With the Lake Erie extension, I hope that the Waterfront Trust has learned some lessons from 15+ years of wrangling the trail along Lake Ontario. Here are two improvements I’d like to see applied to the trail on both lakes:

  • Follow an obvious and sane route. I’ve ridden the Waterfront Trail through Oakville a number of times and have never been able to follow the official route. It seems to constantly duck onto short side streets for one or two blocks before coming right back up to Lakeshore Road. The route may travel one block through a park that is otherwise two blocks away from the through-route. The little jogs just add distance and confusion to the overall route and make it incredibly easy to get lost. The situation is the same in parts of St. Catharines, Toronto, and probably elsewhere. I’d much rather just have a relatively straight route than one that takes me two blocks out of my way so that I can ride for one block on a quiet street that’s still nowhere near the water. A cyclist shouldn’t need to consult a map to follow a signed route, any more than a driver should need a map to drive straight on the 401.
  • Have more visible and more consistent signage. One of the reasons it’s so easy to lose the trail as it zigzags from street to street is that many directional signs are so small that they border on invisible. The small size is compounded by the fact that many directional arrows are pale orange on a tan background and don’t exactly call your attention to them. You’ll never see one unless you’re actively looking for it. I understand that there was some NIMBY resistance in the early days of the Waterfront Trail, but surely it’s well-established now and can push communities for better signage. Signs have improved in a lot of areas, but there’s still much work to do.

Bridge from the past

Concrete bowstring bridge outside Guelph

If you’re anything like me, sometimes you see something at the side of the road that you just have to stop and check out. This is a prime example from last year: a concrete bowstring bridge beside the current alignment of Stone Road outside Guelph. According to the crossbar, it was built in 1916.

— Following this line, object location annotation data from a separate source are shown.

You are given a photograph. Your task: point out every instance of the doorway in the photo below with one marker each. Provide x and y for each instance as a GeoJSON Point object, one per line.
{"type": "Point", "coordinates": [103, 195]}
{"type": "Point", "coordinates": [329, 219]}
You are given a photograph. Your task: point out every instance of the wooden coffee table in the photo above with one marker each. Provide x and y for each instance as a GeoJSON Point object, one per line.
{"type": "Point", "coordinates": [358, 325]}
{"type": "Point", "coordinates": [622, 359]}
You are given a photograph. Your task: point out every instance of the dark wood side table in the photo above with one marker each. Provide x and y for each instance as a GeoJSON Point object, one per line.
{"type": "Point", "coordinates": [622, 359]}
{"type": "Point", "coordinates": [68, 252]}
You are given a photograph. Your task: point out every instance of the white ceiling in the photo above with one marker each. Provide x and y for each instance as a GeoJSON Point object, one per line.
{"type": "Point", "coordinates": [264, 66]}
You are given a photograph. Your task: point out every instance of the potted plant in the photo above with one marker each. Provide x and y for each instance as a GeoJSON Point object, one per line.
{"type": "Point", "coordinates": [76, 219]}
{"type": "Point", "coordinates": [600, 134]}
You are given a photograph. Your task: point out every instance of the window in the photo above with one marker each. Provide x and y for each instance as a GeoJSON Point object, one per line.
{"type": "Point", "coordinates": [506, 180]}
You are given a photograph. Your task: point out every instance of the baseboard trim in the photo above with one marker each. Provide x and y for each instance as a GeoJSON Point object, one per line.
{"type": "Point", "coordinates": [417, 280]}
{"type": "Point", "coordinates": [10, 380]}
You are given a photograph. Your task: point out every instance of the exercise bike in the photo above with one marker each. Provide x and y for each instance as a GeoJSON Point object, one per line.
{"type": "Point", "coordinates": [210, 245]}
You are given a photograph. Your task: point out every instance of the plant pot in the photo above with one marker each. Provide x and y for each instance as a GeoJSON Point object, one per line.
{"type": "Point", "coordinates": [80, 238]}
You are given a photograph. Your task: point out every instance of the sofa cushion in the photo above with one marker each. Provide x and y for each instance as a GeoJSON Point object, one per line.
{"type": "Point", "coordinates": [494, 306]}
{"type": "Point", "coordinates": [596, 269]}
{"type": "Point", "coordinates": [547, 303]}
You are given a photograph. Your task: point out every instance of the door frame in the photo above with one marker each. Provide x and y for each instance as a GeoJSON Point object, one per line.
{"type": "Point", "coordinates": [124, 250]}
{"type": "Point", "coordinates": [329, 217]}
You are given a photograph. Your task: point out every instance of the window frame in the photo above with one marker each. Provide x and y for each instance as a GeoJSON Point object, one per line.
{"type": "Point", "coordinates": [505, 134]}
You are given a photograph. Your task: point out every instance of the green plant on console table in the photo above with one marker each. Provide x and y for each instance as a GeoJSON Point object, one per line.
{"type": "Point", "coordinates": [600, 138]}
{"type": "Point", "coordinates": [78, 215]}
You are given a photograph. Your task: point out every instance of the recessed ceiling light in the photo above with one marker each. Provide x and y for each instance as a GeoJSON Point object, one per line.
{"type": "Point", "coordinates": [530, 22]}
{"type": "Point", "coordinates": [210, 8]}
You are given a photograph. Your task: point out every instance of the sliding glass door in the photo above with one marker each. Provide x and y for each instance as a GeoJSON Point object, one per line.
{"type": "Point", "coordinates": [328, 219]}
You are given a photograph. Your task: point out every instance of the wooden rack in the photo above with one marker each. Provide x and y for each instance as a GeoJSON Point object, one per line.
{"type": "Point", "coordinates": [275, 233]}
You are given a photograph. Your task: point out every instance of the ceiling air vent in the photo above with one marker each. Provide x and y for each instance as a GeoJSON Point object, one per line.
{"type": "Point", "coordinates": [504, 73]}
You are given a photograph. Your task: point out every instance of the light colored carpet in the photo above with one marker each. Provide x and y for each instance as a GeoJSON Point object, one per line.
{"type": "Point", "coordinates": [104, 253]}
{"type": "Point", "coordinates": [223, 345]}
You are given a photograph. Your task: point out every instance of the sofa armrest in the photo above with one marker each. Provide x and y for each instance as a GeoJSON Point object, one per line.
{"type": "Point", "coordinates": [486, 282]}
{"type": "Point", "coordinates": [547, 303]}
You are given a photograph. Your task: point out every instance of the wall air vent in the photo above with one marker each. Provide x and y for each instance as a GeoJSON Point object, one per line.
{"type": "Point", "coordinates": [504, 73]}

Concrete bowstring bridge outside Guelph

The modern bridge that carries Stone Road today was built in 2005, but it’s difficult to believe that the old bridge was still carrying cars just four years ago; it looks like it’s in pretty rough shape.  The bridge was designated as a heritage structure in 2003 (PDF) and became part of a walking trail along the Eramosa River after Stone Road moved a few metres north to the new bridge.

Concrete bowstring bridge outside Guelph

Concrete bowstring bridge outside Guelph

I don’t know when we stopped building this kind of bridge, but I think the two that still exist in the Don Valley date from around the same era as this one. The sight of a concrete bowstring bridge always makes me smile; they seem to strike the perfect balance between elegance and industry.